Expression of IFNAR, the type I IFN receptor is widespread and most cells of the body can respond to these IFNs. In contrast, the response to IFN-λ exhibits striking tissue and cell specificity. In the analyzed tissues, response to circulating IFN-λ was restricted to epithelial cells (Sommereyns et al., PloS Pathog. 2008).
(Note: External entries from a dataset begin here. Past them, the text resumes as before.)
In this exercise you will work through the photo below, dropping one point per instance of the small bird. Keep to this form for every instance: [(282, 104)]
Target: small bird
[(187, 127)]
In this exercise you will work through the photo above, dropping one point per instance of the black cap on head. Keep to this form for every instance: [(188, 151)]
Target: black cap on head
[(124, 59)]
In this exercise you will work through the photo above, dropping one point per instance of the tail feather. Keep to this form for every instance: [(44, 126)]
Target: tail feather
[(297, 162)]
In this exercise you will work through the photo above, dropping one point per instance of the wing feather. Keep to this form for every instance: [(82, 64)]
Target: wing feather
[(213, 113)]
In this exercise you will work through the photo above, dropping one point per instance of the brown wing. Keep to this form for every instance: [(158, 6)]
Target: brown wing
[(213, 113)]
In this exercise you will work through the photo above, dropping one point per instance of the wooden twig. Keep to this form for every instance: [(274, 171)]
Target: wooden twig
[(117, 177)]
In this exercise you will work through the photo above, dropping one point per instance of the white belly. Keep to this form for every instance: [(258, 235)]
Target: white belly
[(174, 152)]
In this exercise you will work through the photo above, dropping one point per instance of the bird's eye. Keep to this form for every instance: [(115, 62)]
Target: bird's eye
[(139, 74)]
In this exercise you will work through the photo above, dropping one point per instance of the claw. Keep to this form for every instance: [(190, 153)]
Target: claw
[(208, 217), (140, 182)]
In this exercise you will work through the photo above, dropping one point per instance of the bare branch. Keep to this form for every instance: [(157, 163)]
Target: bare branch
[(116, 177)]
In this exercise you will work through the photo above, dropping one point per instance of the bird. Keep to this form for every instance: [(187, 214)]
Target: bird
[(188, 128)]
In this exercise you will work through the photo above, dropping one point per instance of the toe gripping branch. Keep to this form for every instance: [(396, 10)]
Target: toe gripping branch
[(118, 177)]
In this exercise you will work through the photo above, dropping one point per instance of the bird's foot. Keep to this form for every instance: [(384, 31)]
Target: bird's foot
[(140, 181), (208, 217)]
This suggests that IFN-λ evolved as a specific protection of epitheliums and mucosae. Accordingly, IFN-l was shown to exert a major role in the defense against rotavirus infection (Pott et al., PNAS 2011). Our current research work addresses the relevance of such tissue and cell specificities of IFN responses (for review, see Hermant et al., J. Innate Immun., 2014).

Production of IFNs in the CNS :
 We observed that the relative production of IFN-λ (over that of IFN-α/β) was low in the brain of mice infected with neurotropic viruses. Thus, the central nervous system appears to be both a poor producer of IFN-λ and a poor responder to this cytokine.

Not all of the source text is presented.